Department of Immunology, Institute for Biological Research "Siniša Stanković"-National Institute of the Republic of Serbia, University of Belgrade, 11108 Belgrade, Serbia.
Section of Organic Chemistry & Biochemistry, Department of Chemistry, University of Ioannina, 45110 Ioannina, Greece.
Molecules. 2024 Jun 23;29(13):2988. doi: 10.3390/molecules29132988.

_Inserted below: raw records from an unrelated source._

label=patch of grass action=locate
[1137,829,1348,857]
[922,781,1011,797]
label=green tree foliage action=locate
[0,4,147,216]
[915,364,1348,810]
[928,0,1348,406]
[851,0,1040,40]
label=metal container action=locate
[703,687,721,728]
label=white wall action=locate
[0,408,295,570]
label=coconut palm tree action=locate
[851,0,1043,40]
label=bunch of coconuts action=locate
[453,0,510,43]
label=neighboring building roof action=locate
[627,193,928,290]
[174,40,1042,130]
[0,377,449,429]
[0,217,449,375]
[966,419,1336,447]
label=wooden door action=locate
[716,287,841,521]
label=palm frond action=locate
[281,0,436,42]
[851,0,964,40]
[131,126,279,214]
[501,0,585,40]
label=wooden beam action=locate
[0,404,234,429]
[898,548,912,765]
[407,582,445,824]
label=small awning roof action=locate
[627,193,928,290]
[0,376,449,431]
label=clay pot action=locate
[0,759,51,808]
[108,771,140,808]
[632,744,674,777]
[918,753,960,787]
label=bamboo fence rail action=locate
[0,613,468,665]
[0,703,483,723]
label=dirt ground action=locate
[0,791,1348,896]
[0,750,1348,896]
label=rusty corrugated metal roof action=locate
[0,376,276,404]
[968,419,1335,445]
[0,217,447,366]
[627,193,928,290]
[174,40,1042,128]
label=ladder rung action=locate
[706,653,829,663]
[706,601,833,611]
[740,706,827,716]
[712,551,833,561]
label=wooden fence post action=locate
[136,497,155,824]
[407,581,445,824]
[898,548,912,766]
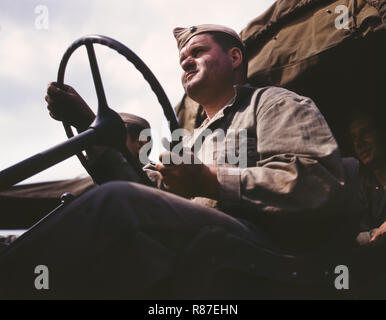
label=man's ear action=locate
[228,47,243,69]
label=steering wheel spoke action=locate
[85,42,107,107]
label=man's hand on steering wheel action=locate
[45,82,95,132]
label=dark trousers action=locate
[0,182,261,299]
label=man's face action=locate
[180,33,233,98]
[350,119,383,166]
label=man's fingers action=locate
[44,95,53,105]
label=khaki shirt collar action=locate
[198,83,256,129]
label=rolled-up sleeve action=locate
[218,89,344,231]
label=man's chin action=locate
[184,81,202,100]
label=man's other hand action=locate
[45,82,95,132]
[155,151,219,199]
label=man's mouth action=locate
[185,71,197,79]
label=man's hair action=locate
[208,31,248,80]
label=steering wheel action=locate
[57,35,179,183]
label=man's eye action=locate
[193,49,203,57]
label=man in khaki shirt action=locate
[0,25,344,298]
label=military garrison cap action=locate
[119,112,150,129]
[173,24,243,50]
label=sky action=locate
[0,0,274,183]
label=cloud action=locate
[0,0,273,181]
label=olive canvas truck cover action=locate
[176,0,386,154]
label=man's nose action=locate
[181,57,196,72]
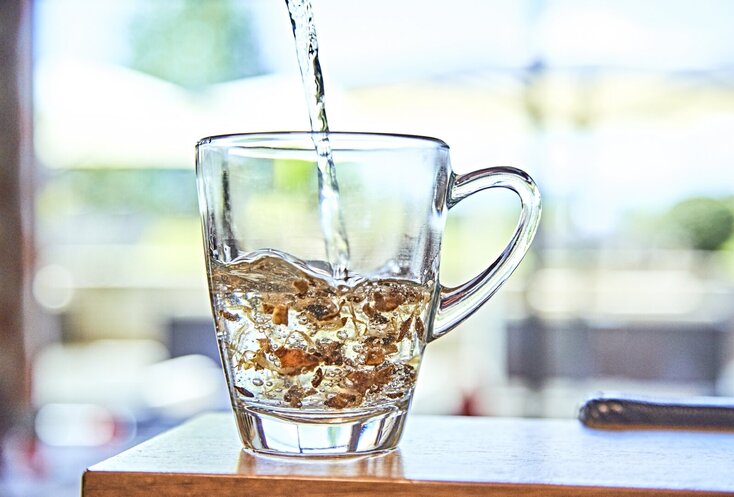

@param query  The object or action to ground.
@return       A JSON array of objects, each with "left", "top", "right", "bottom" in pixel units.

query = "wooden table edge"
[{"left": 82, "top": 469, "right": 734, "bottom": 497}]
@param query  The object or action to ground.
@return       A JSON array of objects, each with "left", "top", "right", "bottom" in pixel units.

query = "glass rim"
[{"left": 196, "top": 131, "right": 449, "bottom": 150}]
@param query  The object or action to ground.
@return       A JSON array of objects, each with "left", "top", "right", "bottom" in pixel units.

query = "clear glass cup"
[{"left": 197, "top": 132, "right": 541, "bottom": 456}]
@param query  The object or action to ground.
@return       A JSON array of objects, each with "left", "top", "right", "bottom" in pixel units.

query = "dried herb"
[
  {"left": 219, "top": 309, "right": 240, "bottom": 322},
  {"left": 239, "top": 385, "right": 255, "bottom": 397},
  {"left": 273, "top": 347, "right": 319, "bottom": 375},
  {"left": 324, "top": 392, "right": 362, "bottom": 409},
  {"left": 273, "top": 304, "right": 288, "bottom": 326},
  {"left": 398, "top": 316, "right": 413, "bottom": 342},
  {"left": 372, "top": 291, "right": 405, "bottom": 312},
  {"left": 292, "top": 280, "right": 308, "bottom": 295},
  {"left": 283, "top": 385, "right": 316, "bottom": 407},
  {"left": 305, "top": 304, "right": 339, "bottom": 321},
  {"left": 316, "top": 340, "right": 344, "bottom": 366},
  {"left": 415, "top": 317, "right": 426, "bottom": 340},
  {"left": 311, "top": 368, "right": 324, "bottom": 388}
]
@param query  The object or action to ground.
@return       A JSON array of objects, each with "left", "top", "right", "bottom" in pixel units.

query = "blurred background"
[{"left": 0, "top": 0, "right": 734, "bottom": 496}]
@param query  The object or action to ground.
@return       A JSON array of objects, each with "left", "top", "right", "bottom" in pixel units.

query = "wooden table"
[{"left": 82, "top": 413, "right": 734, "bottom": 497}]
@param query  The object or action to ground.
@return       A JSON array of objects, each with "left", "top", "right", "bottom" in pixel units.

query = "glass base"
[{"left": 235, "top": 406, "right": 407, "bottom": 457}]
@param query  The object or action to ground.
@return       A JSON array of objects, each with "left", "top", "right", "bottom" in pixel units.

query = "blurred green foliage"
[
  {"left": 665, "top": 197, "right": 734, "bottom": 251},
  {"left": 130, "top": 0, "right": 263, "bottom": 89},
  {"left": 39, "top": 168, "right": 198, "bottom": 217}
]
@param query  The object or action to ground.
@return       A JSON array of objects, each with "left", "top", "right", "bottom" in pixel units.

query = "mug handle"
[{"left": 428, "top": 167, "right": 542, "bottom": 342}]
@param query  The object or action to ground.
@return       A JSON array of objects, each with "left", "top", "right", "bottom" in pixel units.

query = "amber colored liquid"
[{"left": 210, "top": 251, "right": 432, "bottom": 410}]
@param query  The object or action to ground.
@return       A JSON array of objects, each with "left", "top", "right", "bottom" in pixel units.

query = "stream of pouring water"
[{"left": 286, "top": 0, "right": 349, "bottom": 279}]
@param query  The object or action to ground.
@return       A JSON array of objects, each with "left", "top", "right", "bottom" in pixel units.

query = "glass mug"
[{"left": 196, "top": 132, "right": 541, "bottom": 456}]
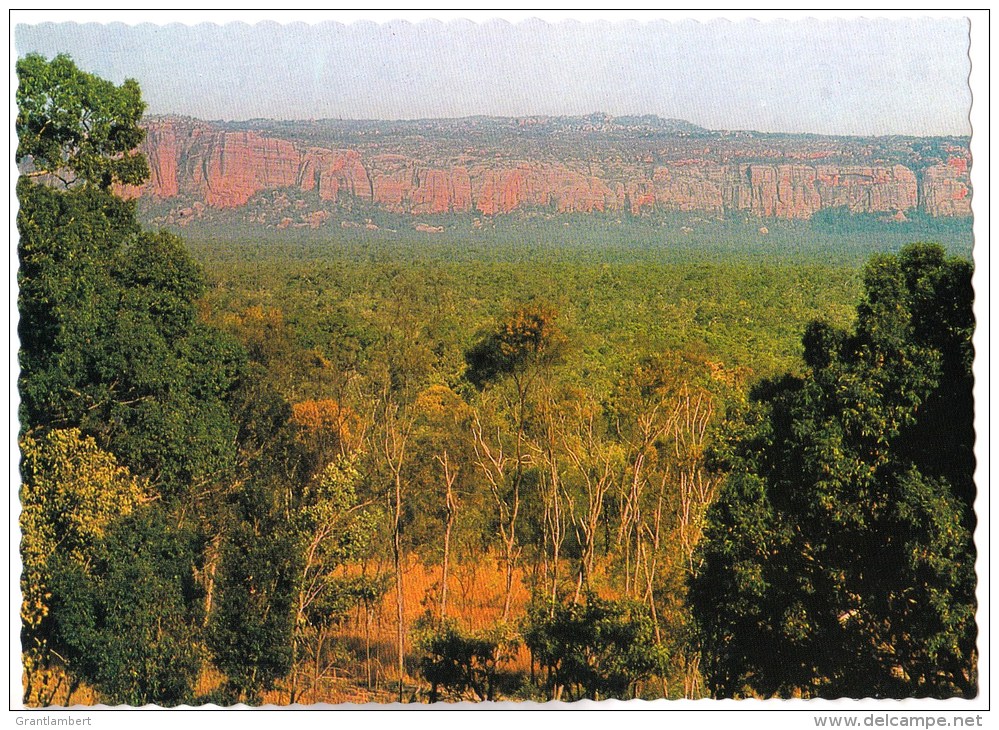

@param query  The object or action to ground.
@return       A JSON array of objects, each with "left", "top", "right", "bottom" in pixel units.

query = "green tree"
[
  {"left": 415, "top": 614, "right": 517, "bottom": 702},
  {"left": 690, "top": 245, "right": 977, "bottom": 697},
  {"left": 19, "top": 429, "right": 142, "bottom": 705},
  {"left": 52, "top": 506, "right": 202, "bottom": 705},
  {"left": 206, "top": 484, "right": 301, "bottom": 704},
  {"left": 16, "top": 53, "right": 149, "bottom": 190},
  {"left": 524, "top": 594, "right": 667, "bottom": 701},
  {"left": 465, "top": 303, "right": 568, "bottom": 621}
]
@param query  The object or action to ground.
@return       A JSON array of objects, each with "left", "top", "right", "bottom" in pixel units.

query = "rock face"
[{"left": 129, "top": 118, "right": 971, "bottom": 223}]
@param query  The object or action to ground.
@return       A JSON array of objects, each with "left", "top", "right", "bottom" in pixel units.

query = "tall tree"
[
  {"left": 16, "top": 53, "right": 149, "bottom": 190},
  {"left": 691, "top": 245, "right": 977, "bottom": 697},
  {"left": 465, "top": 303, "right": 568, "bottom": 621}
]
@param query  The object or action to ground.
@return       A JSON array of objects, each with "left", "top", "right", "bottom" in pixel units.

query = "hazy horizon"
[{"left": 14, "top": 18, "right": 971, "bottom": 137}]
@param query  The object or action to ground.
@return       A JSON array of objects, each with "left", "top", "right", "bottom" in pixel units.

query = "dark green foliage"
[
  {"left": 18, "top": 179, "right": 245, "bottom": 496},
  {"left": 207, "top": 485, "right": 301, "bottom": 704},
  {"left": 690, "top": 246, "right": 976, "bottom": 697},
  {"left": 416, "top": 616, "right": 516, "bottom": 702},
  {"left": 16, "top": 53, "right": 149, "bottom": 190},
  {"left": 52, "top": 507, "right": 202, "bottom": 706},
  {"left": 465, "top": 304, "right": 566, "bottom": 388},
  {"left": 524, "top": 595, "right": 666, "bottom": 701}
]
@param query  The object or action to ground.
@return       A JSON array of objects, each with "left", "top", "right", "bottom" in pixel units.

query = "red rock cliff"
[{"left": 125, "top": 118, "right": 970, "bottom": 219}]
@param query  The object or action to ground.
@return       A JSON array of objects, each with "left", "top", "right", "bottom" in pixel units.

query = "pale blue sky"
[{"left": 14, "top": 17, "right": 971, "bottom": 135}]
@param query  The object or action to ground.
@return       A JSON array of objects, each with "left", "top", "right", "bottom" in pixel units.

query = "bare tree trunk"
[
  {"left": 435, "top": 449, "right": 458, "bottom": 623},
  {"left": 382, "top": 401, "right": 412, "bottom": 702}
]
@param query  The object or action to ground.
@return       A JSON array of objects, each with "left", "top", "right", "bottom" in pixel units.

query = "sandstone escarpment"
[{"left": 129, "top": 118, "right": 970, "bottom": 219}]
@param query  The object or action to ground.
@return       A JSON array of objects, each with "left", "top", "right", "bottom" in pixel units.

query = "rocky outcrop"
[
  {"left": 129, "top": 118, "right": 971, "bottom": 220},
  {"left": 920, "top": 157, "right": 971, "bottom": 216}
]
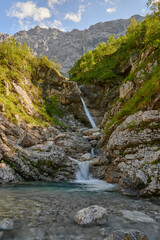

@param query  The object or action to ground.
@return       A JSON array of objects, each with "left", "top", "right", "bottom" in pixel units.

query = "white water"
[
  {"left": 76, "top": 161, "right": 92, "bottom": 181},
  {"left": 74, "top": 161, "right": 115, "bottom": 191},
  {"left": 81, "top": 97, "right": 96, "bottom": 128}
]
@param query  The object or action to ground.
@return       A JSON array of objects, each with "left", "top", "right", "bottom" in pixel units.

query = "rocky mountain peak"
[{"left": 14, "top": 15, "right": 143, "bottom": 73}]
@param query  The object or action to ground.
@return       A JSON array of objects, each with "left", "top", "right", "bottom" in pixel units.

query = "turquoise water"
[{"left": 0, "top": 180, "right": 160, "bottom": 240}]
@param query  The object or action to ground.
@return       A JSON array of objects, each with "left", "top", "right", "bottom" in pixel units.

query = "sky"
[{"left": 0, "top": 0, "right": 149, "bottom": 35}]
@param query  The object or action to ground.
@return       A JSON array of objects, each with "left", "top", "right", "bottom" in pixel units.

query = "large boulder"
[
  {"left": 75, "top": 205, "right": 108, "bottom": 225},
  {"left": 0, "top": 219, "right": 14, "bottom": 230},
  {"left": 0, "top": 163, "right": 18, "bottom": 184},
  {"left": 106, "top": 110, "right": 160, "bottom": 196},
  {"left": 104, "top": 230, "right": 148, "bottom": 240}
]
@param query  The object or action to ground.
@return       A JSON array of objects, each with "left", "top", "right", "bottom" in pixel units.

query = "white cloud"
[
  {"left": 52, "top": 20, "right": 65, "bottom": 31},
  {"left": 141, "top": 8, "right": 146, "bottom": 13},
  {"left": 48, "top": 0, "right": 66, "bottom": 8},
  {"left": 7, "top": 1, "right": 51, "bottom": 22},
  {"left": 64, "top": 6, "right": 85, "bottom": 22},
  {"left": 106, "top": 8, "right": 116, "bottom": 13},
  {"left": 104, "top": 0, "right": 115, "bottom": 5}
]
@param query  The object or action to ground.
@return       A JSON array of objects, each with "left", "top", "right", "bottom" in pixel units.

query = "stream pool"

Aryl Hydrocarbon Receptor (AHR) ligands, upon binding, induce distinct gene expression profiles orchestrated by the AHR, leading to a spectrum of pro- or anti-inflammatory effects. In this study, we designed, synthesized and evaluated three indole-containing potential AHR ligands (FluoAHRL: AGT-4, AGT-5 and AGT-6). All synthesized compounds were shown to emit fluorescence in the near-infrared. Their AHR agonist activity was first predicted using in silico docking studies, and then confirmed using AHR luciferase reporter cell lines. FluoAHRLs were tested in vitro using mouse peritoneal macrophages and T lymphocytes to assess their immunomodulatory properties. We then focused on AGT-5, as it illustrated the predominant anti-inflammatory effects. Notably, AGT-5 demonstrated the ability to foster anti-inflammatory regulatory T cells (Treg) while suppressing pro-inflammatory T helper (Th)17 cells in vitro. AGT-5 actively induced Treg differentiation from naïve CD4 cells, and promoted Treg proliferation, cytotoxic T-lymphocyte-associated antigen 4 (CTLA-4) expression and interleukin-10 (IL-10) production. The increase in IL-10 correlated with an upregulation of Signal Transducer and Activator of Transcription 3 (STAT3) expression. Importantly, the Treg-inducing effect of AGT-5 was also observed in human tonsil cells in vitro. AGT-5 showed no toxicity when applied to zebrafish embryos and was therefore considered safe for animal studies. Following oral administration to C57BL/6 mice, AGT-5 significantly upregulated Treg while downregulating pro-inflammatory Th1 cells in the mesenteric lymph nodes. Due to its fluorescent properties, AGT-5 could be visualized both in vitro (during uptake by macrophages) and ex vivo (within the lamina propria of the small intestine). These findings make AGT-5 a promising candidate for further exploration in the treatment of inflammatory and autoimmune diseases.
芳香烃受体 (AHR) 配体与受体结合后,会诱导 AHR 介导的特定基因表达谱,从而产生一系列促炎或抗炎效应。在本研究中,我们设计、合成并评估了三种含吲哚的潜在 AHR 配体(FluoAHRL:AGT-4、AGT-5 和 AGT-6)。所有合成的化合物在近红外区均显示出荧光。我们首先通过计算机对接研究预测了它们的 AHR 激动剂活性,然后通过 AHR 荧光素酶报告细胞系进行了验证。我们使用小鼠腹腔巨噬细胞和 T 淋巴细胞在体外测试了 FluoAHRLs,以评估它们的免疫调节特性。然后,我们重点研究了 AGT-5,因为它显示出主要的抗炎作用。值得注意的是,AGT-5 能够在体外促进抗炎调节性 T 细胞(Treg)的分化,同时抑制促炎辅助性 T 细胞(Th)17 细胞。AGT-5 能够从幼稚 CD4 细胞中主动诱导 Treg 分化,并促进 Treg 的增殖、细胞毒性 T 淋巴细胞相关抗原 4(CTLA-4)的表达和白细胞介素 10(IL-10)的产生。IL-10 的增加与信号转导和转录激活因子 3(STAT3)表达的上调相关。重要的是,AGT-5 在体外人扁桃体细胞中也观察到了 Treg 的诱导作用。AGT-5 应用于斑马鱼胚胎时没有毒性,因此被认为在动物研究中是安全的。在口服给予 C57BL/6 小鼠后,AGT-5 可显著上调肠系膜淋巴结中的 Treg,同时下调促炎 Th1 细胞。由于其荧光特性,AGT-5 可以在体外(通过巨噬细胞摄取)和离体(在小肠固有层内)进行可视化。这些发现使 AGT-5 成为治疗炎症和自身免疫性疾病的有前途的候选药物。